Open angerman opened this issue 9 years ago • 27 comments

On twitter a few images of hasklig and emacs are floating around. And it says here that emacs support is in progress. What is the current state? And is there a way to help?

angerman avatar Dec 08 '14 09:12 angerman

The pictures you saw were from a modification of Haskell-font-lock (part of Haskell-mode).
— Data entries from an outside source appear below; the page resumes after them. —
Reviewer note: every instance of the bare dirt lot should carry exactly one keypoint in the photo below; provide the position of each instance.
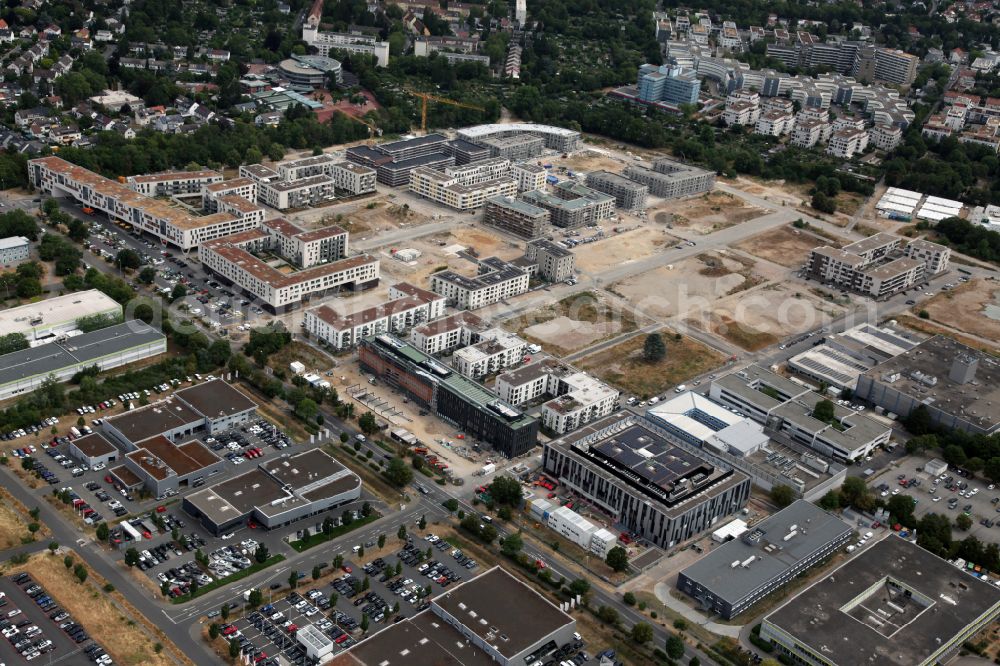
(441, 251)
(624, 366)
(966, 308)
(692, 285)
(574, 323)
(786, 246)
(621, 248)
(760, 318)
(119, 629)
(14, 520)
(706, 213)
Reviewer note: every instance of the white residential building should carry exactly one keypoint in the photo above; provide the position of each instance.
(847, 143)
(408, 306)
(496, 350)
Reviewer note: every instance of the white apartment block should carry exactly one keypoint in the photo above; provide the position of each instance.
(528, 176)
(442, 335)
(232, 258)
(885, 137)
(577, 398)
(847, 143)
(809, 132)
(496, 350)
(244, 188)
(301, 193)
(172, 183)
(57, 177)
(774, 123)
(408, 306)
(497, 280)
(353, 178)
(448, 190)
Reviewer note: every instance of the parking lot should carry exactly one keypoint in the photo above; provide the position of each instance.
(35, 627)
(397, 587)
(975, 494)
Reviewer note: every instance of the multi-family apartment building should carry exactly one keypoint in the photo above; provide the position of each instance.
(496, 350)
(555, 262)
(528, 176)
(447, 333)
(576, 397)
(57, 177)
(670, 179)
(495, 281)
(173, 183)
(878, 266)
(515, 216)
(628, 194)
(233, 259)
(846, 143)
(408, 306)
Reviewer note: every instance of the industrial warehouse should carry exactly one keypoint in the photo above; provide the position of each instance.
(657, 488)
(894, 604)
(738, 574)
(276, 493)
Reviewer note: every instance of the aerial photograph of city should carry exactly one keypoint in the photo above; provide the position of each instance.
(500, 332)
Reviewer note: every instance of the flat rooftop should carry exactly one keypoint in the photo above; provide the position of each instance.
(893, 604)
(765, 543)
(421, 640)
(94, 445)
(502, 611)
(152, 420)
(53, 311)
(216, 398)
(646, 461)
(87, 349)
(911, 372)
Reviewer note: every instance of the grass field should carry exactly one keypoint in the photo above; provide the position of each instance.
(14, 520)
(128, 637)
(623, 365)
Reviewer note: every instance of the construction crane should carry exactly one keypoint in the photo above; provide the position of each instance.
(373, 131)
(428, 96)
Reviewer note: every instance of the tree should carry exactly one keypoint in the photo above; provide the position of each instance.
(368, 424)
(506, 490)
(782, 495)
(128, 260)
(653, 349)
(512, 545)
(824, 411)
(398, 473)
(617, 558)
(675, 647)
(642, 633)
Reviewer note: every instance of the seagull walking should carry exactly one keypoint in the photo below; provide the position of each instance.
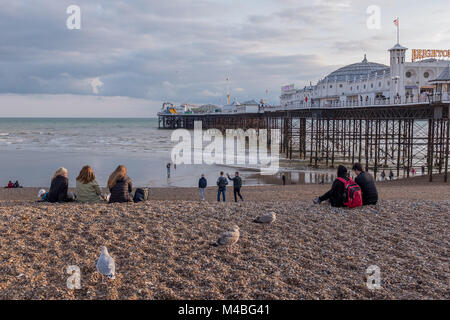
(106, 265)
(228, 238)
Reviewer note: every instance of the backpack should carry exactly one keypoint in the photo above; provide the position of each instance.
(352, 193)
(140, 195)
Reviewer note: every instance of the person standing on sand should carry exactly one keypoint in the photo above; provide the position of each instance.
(367, 185)
(202, 184)
(337, 192)
(59, 187)
(168, 170)
(88, 189)
(237, 185)
(120, 186)
(222, 183)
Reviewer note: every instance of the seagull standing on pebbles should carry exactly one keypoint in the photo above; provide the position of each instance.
(267, 218)
(228, 238)
(106, 265)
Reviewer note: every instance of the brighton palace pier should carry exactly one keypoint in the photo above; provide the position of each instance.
(392, 117)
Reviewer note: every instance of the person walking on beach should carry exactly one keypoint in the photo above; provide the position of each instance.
(168, 170)
(88, 189)
(336, 194)
(120, 186)
(367, 185)
(59, 187)
(237, 185)
(202, 184)
(222, 183)
(391, 175)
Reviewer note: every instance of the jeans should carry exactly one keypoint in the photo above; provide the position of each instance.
(202, 193)
(222, 191)
(237, 192)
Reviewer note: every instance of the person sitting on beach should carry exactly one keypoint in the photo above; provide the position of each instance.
(222, 183)
(120, 186)
(336, 194)
(59, 187)
(17, 185)
(202, 184)
(367, 184)
(88, 189)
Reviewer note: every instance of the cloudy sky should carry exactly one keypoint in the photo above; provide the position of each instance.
(130, 56)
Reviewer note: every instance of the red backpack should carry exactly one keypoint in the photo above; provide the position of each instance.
(353, 195)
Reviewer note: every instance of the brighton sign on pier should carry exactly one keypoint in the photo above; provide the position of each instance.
(418, 54)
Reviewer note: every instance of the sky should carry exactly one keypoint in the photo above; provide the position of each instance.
(129, 57)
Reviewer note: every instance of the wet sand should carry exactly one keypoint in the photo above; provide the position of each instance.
(162, 247)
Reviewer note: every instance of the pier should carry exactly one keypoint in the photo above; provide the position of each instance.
(381, 137)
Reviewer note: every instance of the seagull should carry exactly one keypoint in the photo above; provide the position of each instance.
(228, 238)
(267, 218)
(106, 265)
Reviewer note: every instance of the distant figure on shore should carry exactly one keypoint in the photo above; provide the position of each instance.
(202, 184)
(168, 170)
(237, 185)
(391, 175)
(222, 183)
(367, 184)
(88, 189)
(120, 186)
(17, 184)
(59, 187)
(336, 194)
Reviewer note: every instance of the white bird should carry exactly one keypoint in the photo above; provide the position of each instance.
(106, 265)
(266, 218)
(228, 238)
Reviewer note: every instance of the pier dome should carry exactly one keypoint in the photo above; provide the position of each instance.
(357, 70)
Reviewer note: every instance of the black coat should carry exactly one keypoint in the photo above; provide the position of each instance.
(121, 191)
(58, 190)
(368, 188)
(202, 183)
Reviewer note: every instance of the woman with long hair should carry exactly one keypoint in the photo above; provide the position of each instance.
(336, 194)
(120, 185)
(88, 189)
(59, 187)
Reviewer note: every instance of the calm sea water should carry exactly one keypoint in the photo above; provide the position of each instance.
(32, 149)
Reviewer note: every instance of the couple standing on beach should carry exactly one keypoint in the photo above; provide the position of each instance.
(222, 183)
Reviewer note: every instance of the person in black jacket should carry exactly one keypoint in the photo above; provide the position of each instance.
(337, 193)
(237, 185)
(120, 186)
(367, 185)
(59, 187)
(202, 184)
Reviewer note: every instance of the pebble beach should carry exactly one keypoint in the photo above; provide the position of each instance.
(162, 247)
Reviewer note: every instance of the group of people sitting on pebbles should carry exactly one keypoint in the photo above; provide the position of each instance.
(87, 188)
(345, 192)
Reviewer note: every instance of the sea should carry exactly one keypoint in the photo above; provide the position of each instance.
(32, 149)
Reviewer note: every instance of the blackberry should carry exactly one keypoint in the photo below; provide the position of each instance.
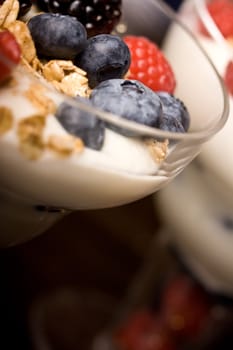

It works by assigning the ligatures custom unicode code points and substituting to them. (ie. /= to slash_equals) This is not a complete solution as it messes with the font advancement in the console and there's some funny rendering issues in GUI emacs.

As a solution, I'm thinking of splitting all the symbols up in one-character-width sections, assigning all of them unicode points and use something like haskell-font-lock to substitute ligatures to that. (ie. /= to first_slash_equals second_slash_equals)

Chopping up the symbols takes a lot of time and would have to be redone for all changes in each weight, so I've been looking into scripting this in some way. At the same time, I've been distracted by trying to graduate and progress has stalled.

My emacs lisp skills are limited, so if you or some one else can write the, emacs side of things, perhaps so that people can load it up independently of haskell-mode, that would be great!

..also if someone knows how to script Fontlab, that help is much appreciated as well :)

i-tu avatar Dec 08 '14 14:12 i-tu

So if I understand this right, the proper solution would be emacs ligature support. Such that fi would be turned into and likewise -> would be turned into the proper right arrow ligature, which the font would provide, right?

Because emacs lacks ligature support, this whole approach does not work (yet). A solution you tried was to replace the "to be ligatures" with unicode code points substituting the ligatures. Which does not work due to the font handling in emacs (which to me sounds like a bug in emacs).

And lastly you are proposing that the solution could be chopping up the ligatures glyphs into double (or more) characters to be displayed.

How Editing with ligatures works makes kinda sense to me (you are breaking apart the ligature anyway), with the unicode substitution, that would have to work similar to the current symbols approach, while the complely broken apart code points would probably have to work similarly as well.

Do you have any research on the ligature handling in emacs? Or is that something that should be researched in detail, if it's lack of interest by the community or strong technical difficulties supporting that in emacs?

Otherwise maybe one can fix the second approach?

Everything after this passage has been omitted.